Banks cottoned to prepaid cards during the stagnant recovery of the Great Recession (a 2014 Census report found the number of Americans in poverty and the median household income both unchanged since 2011) in part for the very feature that had made subprime mortgages so lucrative: indifferent regulation. Unlike traditional checking accounts, cards don’t need to offer such basic protections as limits on fees or on losses due to theft. In BioLife’s case, the debit card it uses for payment is subject to a $3.00 monthly fee if inactive; a fee can be applied if a merchant or ATM declines your card; you can be charged for checking your balance at an ATM; and you can be charged a fee to replace a lost or stolen card. Other cards can charge consumer service fees (about $2 just to talk to a rep about your card) or the even more insidious point-of-sales fees, which charges you just for using your own money, such as the READYdebit Control card that charges 95 cents every time a PIN or signature is entered. The National Retail Federation estimates hidden swipe fees cost an average household about $427 per year — roughly seven weeks of regularly selling your plasma.

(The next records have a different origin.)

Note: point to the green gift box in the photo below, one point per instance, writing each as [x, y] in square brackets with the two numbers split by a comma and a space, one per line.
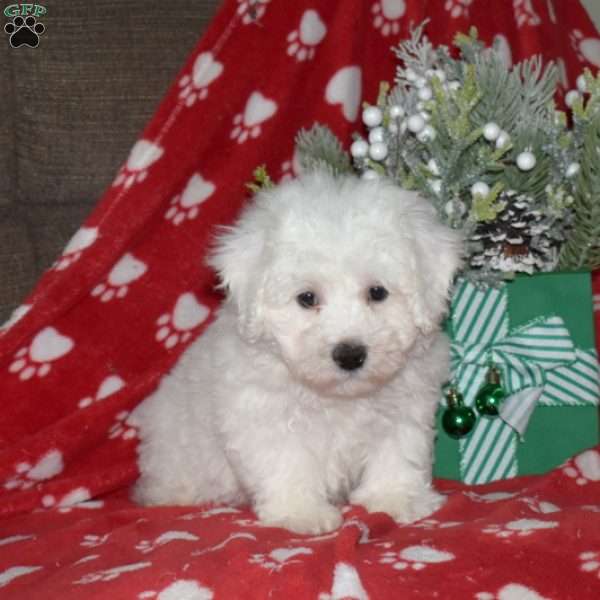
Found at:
[538, 331]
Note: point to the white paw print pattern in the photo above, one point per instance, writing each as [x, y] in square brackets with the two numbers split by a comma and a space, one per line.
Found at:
[110, 385]
[93, 541]
[83, 238]
[47, 346]
[458, 8]
[27, 475]
[187, 204]
[540, 506]
[387, 15]
[182, 589]
[146, 546]
[435, 524]
[177, 326]
[584, 468]
[520, 528]
[346, 584]
[15, 317]
[290, 169]
[127, 270]
[525, 13]
[121, 428]
[415, 557]
[142, 156]
[302, 42]
[77, 498]
[511, 591]
[590, 563]
[248, 124]
[111, 574]
[345, 89]
[491, 497]
[588, 49]
[278, 558]
[195, 86]
[252, 11]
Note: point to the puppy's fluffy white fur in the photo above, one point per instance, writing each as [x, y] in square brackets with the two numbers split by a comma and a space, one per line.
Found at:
[257, 410]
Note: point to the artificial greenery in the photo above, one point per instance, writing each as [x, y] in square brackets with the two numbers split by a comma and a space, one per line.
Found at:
[485, 143]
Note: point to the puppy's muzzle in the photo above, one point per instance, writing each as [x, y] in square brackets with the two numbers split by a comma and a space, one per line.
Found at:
[349, 356]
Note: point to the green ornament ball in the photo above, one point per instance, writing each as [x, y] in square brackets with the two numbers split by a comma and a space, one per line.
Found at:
[490, 396]
[457, 420]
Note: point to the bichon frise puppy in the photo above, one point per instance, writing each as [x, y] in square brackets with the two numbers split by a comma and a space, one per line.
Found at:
[318, 382]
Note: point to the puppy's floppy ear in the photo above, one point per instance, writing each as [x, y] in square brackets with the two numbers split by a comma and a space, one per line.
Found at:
[438, 256]
[237, 257]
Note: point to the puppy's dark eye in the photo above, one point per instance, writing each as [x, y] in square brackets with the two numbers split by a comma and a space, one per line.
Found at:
[307, 299]
[378, 293]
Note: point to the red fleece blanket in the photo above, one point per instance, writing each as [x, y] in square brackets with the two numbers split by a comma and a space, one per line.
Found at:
[523, 539]
[130, 291]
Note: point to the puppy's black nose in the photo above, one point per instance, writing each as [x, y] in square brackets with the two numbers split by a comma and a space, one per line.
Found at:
[349, 356]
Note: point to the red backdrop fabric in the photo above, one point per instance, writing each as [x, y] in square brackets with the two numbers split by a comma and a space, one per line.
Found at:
[131, 291]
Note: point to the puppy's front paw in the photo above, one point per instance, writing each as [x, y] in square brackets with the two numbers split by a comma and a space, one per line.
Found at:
[314, 518]
[403, 507]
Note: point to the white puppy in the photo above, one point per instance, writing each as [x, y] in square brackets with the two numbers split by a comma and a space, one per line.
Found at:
[318, 381]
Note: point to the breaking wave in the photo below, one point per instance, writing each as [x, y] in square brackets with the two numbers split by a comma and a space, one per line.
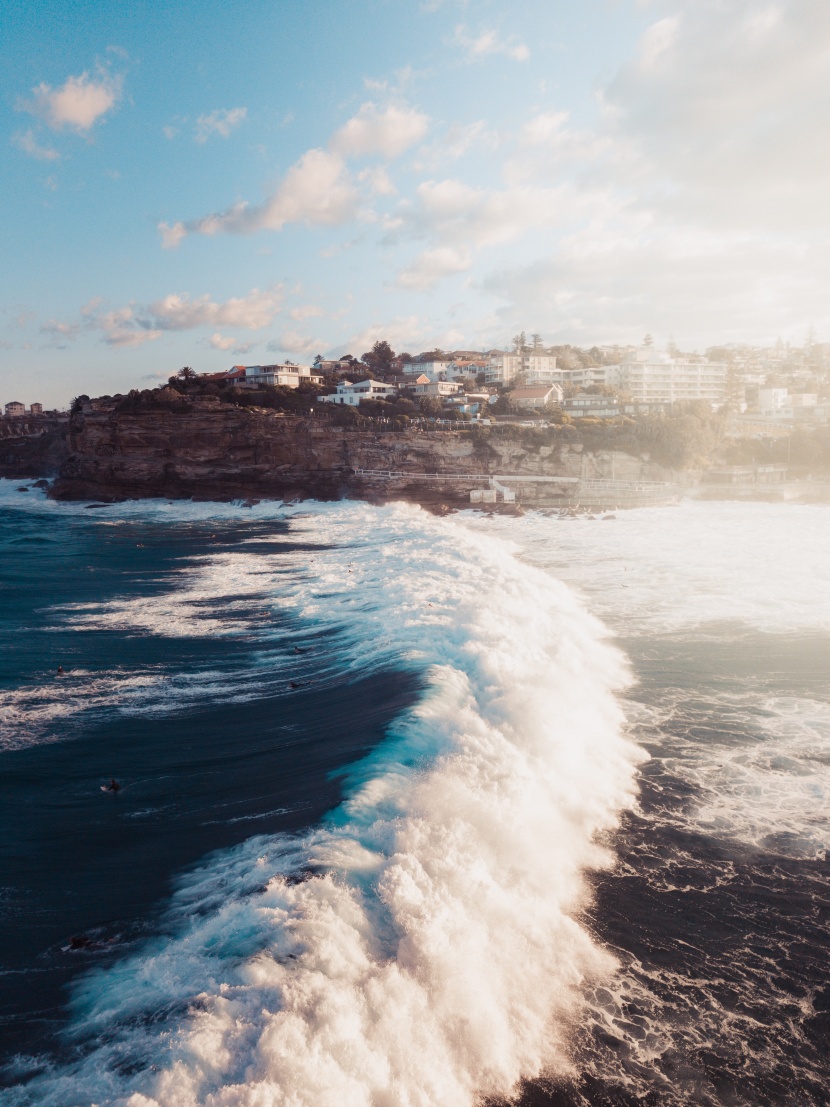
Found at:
[425, 945]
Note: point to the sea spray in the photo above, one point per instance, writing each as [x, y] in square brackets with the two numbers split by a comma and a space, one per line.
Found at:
[425, 944]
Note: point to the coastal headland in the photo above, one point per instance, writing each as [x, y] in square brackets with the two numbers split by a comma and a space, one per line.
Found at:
[211, 451]
[200, 448]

That could change in 2016 as the Consumer Financial Protection Bureau rolls out suggestions to finally establish some clear rules on what you can charge people, at least in some cases.

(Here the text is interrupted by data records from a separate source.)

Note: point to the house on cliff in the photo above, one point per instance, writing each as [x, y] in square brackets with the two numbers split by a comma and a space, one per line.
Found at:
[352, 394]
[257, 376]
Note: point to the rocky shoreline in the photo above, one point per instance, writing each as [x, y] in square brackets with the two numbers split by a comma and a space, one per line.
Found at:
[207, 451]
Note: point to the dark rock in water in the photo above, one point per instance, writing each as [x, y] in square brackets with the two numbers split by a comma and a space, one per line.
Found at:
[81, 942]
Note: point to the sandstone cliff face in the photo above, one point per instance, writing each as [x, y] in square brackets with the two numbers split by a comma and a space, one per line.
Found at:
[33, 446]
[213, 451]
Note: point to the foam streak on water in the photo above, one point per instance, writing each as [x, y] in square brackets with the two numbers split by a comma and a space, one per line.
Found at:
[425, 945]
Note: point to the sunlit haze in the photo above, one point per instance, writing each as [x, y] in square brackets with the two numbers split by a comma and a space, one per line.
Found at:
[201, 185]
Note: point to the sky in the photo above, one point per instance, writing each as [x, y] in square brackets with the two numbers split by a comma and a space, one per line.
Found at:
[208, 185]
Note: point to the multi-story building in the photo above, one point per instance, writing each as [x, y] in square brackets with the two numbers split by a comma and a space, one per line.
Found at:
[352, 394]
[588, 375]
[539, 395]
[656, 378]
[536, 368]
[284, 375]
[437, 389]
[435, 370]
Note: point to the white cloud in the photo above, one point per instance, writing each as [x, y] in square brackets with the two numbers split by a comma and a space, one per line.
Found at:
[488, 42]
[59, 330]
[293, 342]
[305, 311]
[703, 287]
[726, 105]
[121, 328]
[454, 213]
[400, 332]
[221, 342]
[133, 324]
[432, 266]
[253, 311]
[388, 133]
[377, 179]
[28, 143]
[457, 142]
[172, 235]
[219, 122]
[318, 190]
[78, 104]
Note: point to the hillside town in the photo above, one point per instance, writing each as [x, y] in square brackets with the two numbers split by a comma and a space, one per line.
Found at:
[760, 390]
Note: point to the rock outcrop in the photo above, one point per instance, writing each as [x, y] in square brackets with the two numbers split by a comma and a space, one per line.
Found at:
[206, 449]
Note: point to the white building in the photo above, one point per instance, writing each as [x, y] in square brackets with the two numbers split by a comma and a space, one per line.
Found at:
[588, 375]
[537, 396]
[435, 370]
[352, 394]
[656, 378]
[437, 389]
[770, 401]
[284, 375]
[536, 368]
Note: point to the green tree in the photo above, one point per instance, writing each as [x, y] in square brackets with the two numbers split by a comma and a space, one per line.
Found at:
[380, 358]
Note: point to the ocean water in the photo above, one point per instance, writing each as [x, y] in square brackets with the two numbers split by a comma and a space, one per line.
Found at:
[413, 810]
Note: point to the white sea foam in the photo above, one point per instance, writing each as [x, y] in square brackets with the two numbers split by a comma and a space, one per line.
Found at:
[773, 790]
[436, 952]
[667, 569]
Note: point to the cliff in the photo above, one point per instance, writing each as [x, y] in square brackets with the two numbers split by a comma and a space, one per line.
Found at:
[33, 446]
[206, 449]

“Mostly these are rules focusing on basic rights like unauthorized charges on cards and more clear fee disclosures,” says Lauren Saunders, associate director at the National Consumer Law Center. “I’m not sure how much of it would even cover these cards.”

After gently staking out the offices of CSL Plasma in Davenport, Iowa, on Saturday, I caught a donor named Tony on his way out, a newly loaded card in pocket. He didn’t want to give his full name, but said he was on the lookout for his next job and had been donating off-and-on since 2004. “Yeah, I liked it a lot better when they just paid me cash. I can’t do anything about that. But I liked it better,” he told me. “I’ve heard people say it’s supposed to cut down on people walking out and buying crack or some shit straight off, but if they’re on crack they shouldn’t be donating. It’s not stopping anybody from buying drugs, [the card’s] just taking their cut before they buy the drugs.”

I sympathized with Tony. It took me almost a year to find steady work after my layoff. I have a better job now, and a real debit card, one tied to a bank account. But I still remember calculating how to use a prepaid card to buy hamburger meat and butter. And, strangely, I still remember the wall art in the ZLB Plasma clinic. The posters in the lobby showed healthy people talking about how they used their plasma money to make a payment on a new car or to buy a ticket to Hawaii. In the room itself, where there was so little else to look at — so few distractions — there was a sign with a simple warning: “INCOMPLETE DONATIONS WILL NOT BE PAID.”

My donations were complete. In the hollow of my left arm, there is the cratered scar to prove it. I’m just not sure precisely who I was donating to.